I get a ton of spam, and it was starting to overwhelm the filter built in to the OS X mail client. I've recently started running my own mail server, so I started tweaking the settings to try to cut down on the processed breakfast meat, and discovered that Microsoft Outlook has a serious bug (what a surprise). One of the ways an SMTP server can cut down on spam is to require clients to connect with a fully qualified domain name (FQDN). This will prevent many botnet machines from connecting because they tend to not be configured to send a FQDN. Unfortunately, it works a little too well. As far as I have been able to determine, it is not possible to configure Microsoft Outlook on Windows to send an FQDN. I have clients using this server who use outlook, so I had to disable the FQDN requirement.

I could have installed a content-based spam filter on the server, but the problem is that spam is personal. One man's spam is another man's hot deal of the week from his favorite on-line vendor, and the training process can get really annoying if it's not integrated into the client. I was about to throw up my hands in despair and set up a second mail server for Microsoft users, when I decided instead to try SpamSieve. I was a little skeptical that it would work much better than Apple's built-in filter, but there's a 30-day free trial so I didn't have much to lose.

I've become a believer. I've only been using (which is to say training) it for three days, but the situation is already dramatically better than it was before. I've had one false positive during the training process, and the false negatives have rapidly dwindled to 1-2 a day. My spam problem is (I almost dare not say this for fear of tempting fate) effectively solved.

So I recommend SpamSieve. It's well worth the $30 it costs.
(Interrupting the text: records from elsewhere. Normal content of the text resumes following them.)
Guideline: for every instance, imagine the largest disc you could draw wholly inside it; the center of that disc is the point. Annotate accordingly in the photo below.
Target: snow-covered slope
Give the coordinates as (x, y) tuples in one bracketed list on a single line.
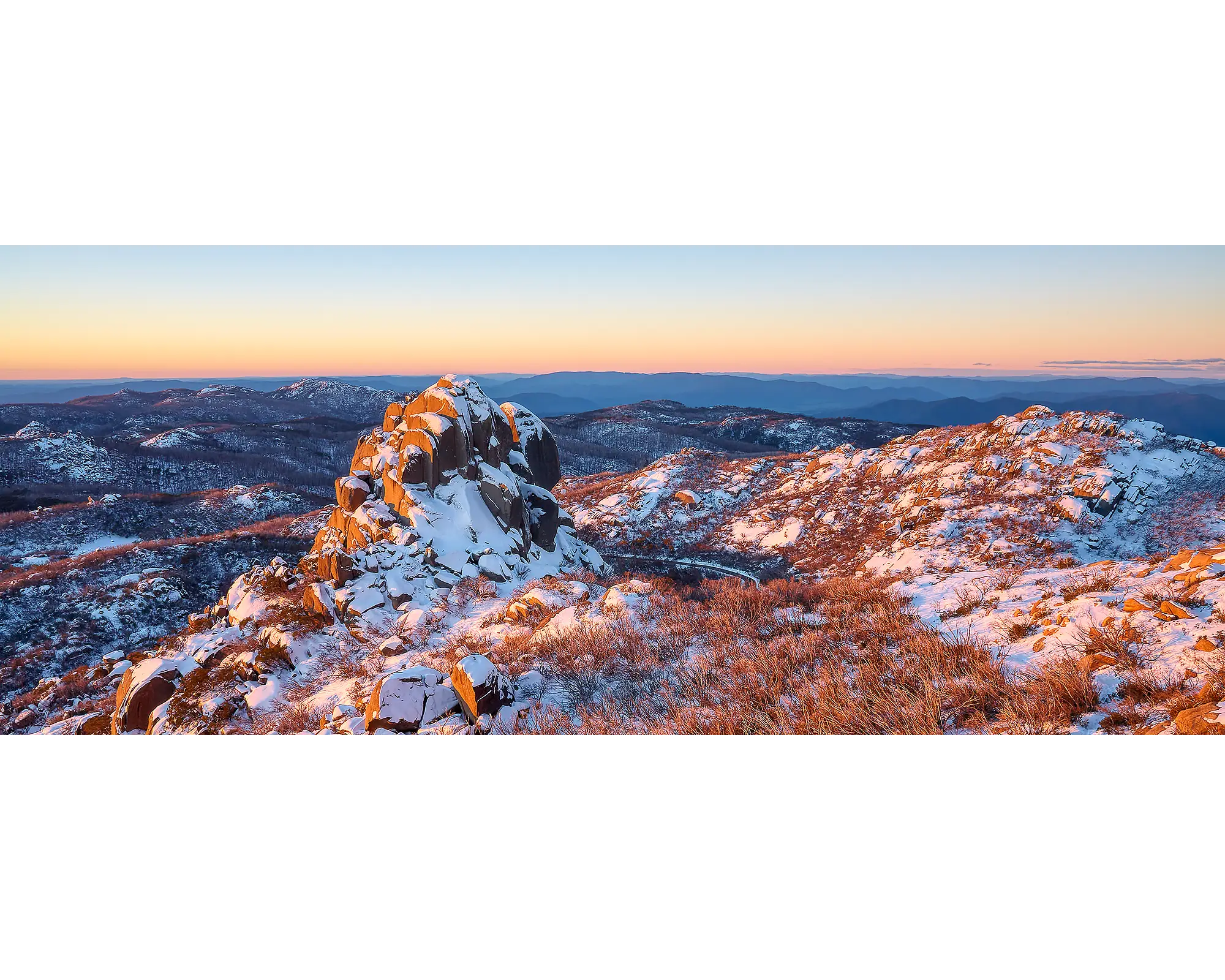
[(1032, 488), (1036, 560)]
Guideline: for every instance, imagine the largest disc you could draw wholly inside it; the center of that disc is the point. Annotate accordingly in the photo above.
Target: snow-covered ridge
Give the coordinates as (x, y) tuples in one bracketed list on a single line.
[(451, 489)]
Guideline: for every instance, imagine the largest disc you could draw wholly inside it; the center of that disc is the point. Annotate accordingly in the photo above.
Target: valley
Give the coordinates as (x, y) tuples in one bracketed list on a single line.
[(647, 568)]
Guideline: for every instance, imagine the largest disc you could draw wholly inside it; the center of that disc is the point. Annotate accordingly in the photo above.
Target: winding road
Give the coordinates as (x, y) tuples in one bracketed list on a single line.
[(723, 570)]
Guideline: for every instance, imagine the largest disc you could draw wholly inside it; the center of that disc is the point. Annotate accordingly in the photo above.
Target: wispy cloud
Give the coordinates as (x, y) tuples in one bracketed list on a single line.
[(1194, 364)]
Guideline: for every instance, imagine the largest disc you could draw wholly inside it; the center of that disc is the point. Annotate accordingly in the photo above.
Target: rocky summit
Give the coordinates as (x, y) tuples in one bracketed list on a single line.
[(1044, 573)]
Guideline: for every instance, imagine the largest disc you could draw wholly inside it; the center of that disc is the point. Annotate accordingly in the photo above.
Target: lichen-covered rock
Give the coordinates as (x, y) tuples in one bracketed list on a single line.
[(144, 688), (351, 492), (536, 443), (453, 472), (410, 699), (481, 687)]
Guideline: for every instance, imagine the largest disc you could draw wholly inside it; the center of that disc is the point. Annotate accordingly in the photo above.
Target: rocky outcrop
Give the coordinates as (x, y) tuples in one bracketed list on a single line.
[(1200, 721), (351, 492), (410, 699), (145, 688), (481, 687)]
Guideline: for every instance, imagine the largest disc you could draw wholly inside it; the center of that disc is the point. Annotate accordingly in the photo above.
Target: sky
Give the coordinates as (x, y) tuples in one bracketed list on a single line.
[(85, 313)]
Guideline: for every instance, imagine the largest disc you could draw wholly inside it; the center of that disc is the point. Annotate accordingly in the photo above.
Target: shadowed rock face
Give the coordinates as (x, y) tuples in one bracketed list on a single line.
[(455, 478)]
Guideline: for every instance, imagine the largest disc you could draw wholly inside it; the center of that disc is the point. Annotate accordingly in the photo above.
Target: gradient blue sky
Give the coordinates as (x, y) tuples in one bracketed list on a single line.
[(200, 312)]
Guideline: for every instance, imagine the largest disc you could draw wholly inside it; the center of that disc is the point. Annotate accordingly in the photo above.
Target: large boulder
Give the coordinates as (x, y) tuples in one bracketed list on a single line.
[(144, 688), (351, 492), (410, 699), (545, 515), (1200, 721), (481, 687), (535, 440)]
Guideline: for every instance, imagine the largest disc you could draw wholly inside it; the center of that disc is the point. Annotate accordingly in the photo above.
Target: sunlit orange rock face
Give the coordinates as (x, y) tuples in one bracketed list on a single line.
[(450, 432)]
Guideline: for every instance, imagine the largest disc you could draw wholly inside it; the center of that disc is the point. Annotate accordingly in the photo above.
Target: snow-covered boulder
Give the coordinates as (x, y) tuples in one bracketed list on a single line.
[(410, 699), (481, 687), (145, 687), (451, 486)]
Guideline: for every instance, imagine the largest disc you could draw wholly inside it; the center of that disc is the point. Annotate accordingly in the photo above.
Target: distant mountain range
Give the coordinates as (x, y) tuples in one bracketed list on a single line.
[(1194, 407)]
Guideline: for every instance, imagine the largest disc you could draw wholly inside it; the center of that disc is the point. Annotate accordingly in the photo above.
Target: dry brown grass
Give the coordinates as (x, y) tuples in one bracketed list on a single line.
[(1095, 579), (1131, 645), (1048, 699), (968, 597)]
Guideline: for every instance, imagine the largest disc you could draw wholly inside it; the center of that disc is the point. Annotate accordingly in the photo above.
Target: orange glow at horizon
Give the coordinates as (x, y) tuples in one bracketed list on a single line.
[(298, 328)]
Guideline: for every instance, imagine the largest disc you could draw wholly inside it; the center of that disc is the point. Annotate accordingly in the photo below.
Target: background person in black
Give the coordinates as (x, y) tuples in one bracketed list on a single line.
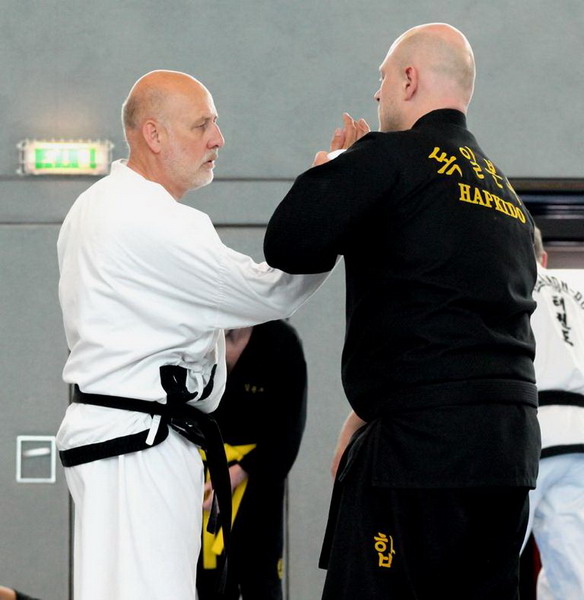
[(431, 495), (266, 383)]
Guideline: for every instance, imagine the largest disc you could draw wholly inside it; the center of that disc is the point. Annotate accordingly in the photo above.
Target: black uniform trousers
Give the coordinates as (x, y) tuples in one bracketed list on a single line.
[(423, 544)]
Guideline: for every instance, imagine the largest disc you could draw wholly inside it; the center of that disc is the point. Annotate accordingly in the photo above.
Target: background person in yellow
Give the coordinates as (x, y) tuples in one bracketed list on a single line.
[(262, 416), (556, 506), (431, 495)]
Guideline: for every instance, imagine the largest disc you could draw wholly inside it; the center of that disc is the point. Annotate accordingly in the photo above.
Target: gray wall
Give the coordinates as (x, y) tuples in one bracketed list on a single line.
[(281, 73)]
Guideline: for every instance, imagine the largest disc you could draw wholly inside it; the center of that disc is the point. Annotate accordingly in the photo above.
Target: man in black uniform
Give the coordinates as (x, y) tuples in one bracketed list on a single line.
[(430, 499), (266, 383)]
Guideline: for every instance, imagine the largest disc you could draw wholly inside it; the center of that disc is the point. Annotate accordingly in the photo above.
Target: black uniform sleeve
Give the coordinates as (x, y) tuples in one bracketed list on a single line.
[(310, 227), (283, 427)]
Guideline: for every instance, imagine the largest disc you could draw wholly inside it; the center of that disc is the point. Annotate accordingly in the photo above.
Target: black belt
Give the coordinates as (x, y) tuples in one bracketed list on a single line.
[(196, 426)]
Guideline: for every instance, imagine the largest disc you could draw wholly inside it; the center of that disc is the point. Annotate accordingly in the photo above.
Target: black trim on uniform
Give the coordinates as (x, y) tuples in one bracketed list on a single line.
[(549, 397), (110, 448), (564, 449)]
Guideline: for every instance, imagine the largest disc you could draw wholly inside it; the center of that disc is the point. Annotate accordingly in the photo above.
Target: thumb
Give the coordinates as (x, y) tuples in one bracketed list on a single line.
[(320, 158)]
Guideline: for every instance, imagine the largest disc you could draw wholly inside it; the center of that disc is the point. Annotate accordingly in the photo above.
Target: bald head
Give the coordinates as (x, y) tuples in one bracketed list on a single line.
[(152, 94), (170, 123), (428, 67)]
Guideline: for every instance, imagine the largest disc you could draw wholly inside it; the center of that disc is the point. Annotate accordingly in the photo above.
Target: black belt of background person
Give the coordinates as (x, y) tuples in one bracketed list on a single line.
[(196, 426)]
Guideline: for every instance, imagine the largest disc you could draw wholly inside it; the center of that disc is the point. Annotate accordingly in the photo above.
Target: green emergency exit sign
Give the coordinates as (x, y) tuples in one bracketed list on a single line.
[(42, 157)]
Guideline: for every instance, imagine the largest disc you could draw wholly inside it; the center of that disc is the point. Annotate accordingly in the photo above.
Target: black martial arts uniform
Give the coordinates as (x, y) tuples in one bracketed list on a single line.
[(264, 405), (431, 498)]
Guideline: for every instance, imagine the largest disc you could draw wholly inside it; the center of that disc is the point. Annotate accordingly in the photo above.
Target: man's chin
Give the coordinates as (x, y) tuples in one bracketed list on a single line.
[(203, 181)]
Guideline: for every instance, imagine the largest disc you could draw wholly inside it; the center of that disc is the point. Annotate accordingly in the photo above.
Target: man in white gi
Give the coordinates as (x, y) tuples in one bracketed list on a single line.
[(147, 285), (556, 515)]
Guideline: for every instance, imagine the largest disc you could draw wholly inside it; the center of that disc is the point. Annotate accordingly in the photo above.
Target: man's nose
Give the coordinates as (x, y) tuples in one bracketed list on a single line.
[(217, 140)]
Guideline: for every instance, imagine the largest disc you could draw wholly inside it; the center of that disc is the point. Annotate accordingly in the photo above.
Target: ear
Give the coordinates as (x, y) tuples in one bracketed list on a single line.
[(410, 84), (153, 134)]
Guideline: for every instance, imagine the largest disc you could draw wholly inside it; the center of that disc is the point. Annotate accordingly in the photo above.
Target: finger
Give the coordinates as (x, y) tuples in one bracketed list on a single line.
[(338, 139), (363, 127), (320, 158), (350, 130)]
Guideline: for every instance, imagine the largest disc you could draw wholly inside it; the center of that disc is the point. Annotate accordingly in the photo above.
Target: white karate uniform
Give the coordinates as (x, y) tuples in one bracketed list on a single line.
[(557, 504), (144, 282)]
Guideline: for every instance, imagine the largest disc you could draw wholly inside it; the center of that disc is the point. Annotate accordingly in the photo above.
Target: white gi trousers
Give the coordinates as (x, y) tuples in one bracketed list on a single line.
[(556, 517), (138, 521)]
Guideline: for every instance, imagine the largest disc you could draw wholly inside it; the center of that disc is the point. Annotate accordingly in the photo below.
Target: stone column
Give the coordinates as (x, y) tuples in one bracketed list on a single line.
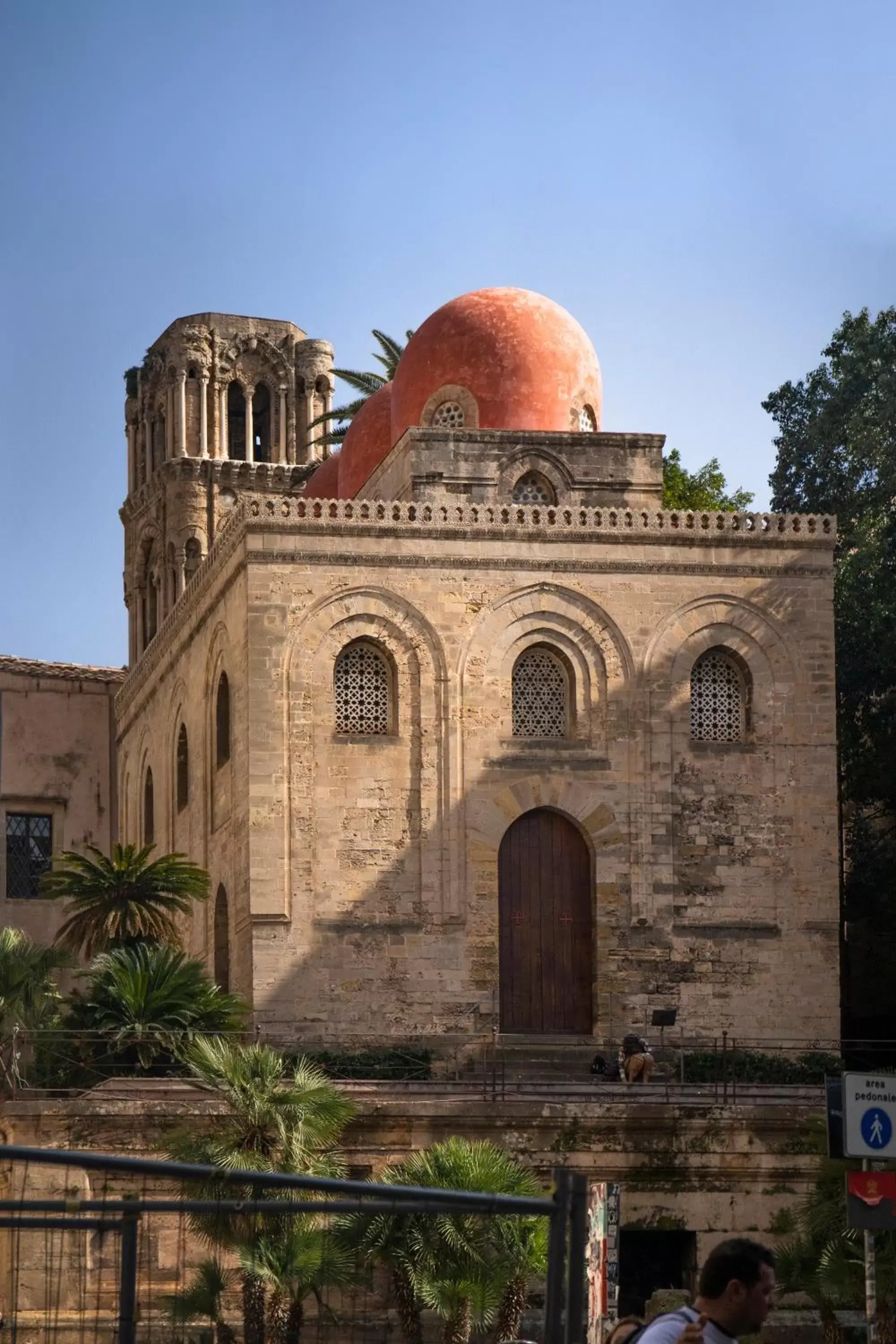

I do have one complaint: the instructions for the initial training process are a little unclear, and in one place downright misleading. The instructions say to delete the messages in your current spam folder before setting up SpamSieve. DON'T DO THIS! The training process requires about 600 representative spam messages. The instructions suggest fishing these out of your trash, but the problem is that if your spam is in the trash it's almost certainly mixed in with a lot of good messages and now you have to manually tease them apart. So if you're going to be using SpamSieve, keep a collection of spam in a separate folder for training before you begin. You'll be glad you did.


Unknown said...

I suggest Gmail, you can read it with you preferred mail client, it's free, the server CPU will thank you, and has a gorgeous spam filter.
Can't ask more.

Ron said...

GMail is a fine product, but I'm a do-it-yourself kind of person. I'm also fairly paranoid about security, and GMail is an awfully high-profile target.

But the real reason I'm doing this is that I have a plan to offer email as part of a suite of integrated services, so I don't want to rely on a third party if I don't have to.

C-Command Software said...

There are two reasons that the SpamSieve instructions say to delete the contents of the Junk mailbox:

1. When you turn off Mail's junk filter, it hides the Junk mailbox, so the messages will not be visible for you to train SpamSieve with them. (You also won't be able to delete them, so they'll just sit on your hard drive.)

2. If you drag the spam messages from the Junk mailbox to a mailbox other than the trash, Mail takes that to mean that the messages are not spam. This will mess up the training for the built-in junk filter (if you ever decide to stop using SpamSieve), and it will add the messages' addresses to the "Previous Recipients" list, which will mess up address auto-completion, among other things.

So I still recommend deleting the spam messages, but you'll probably want to empty your trash first so that they don't get mixed in with the trashed good messages.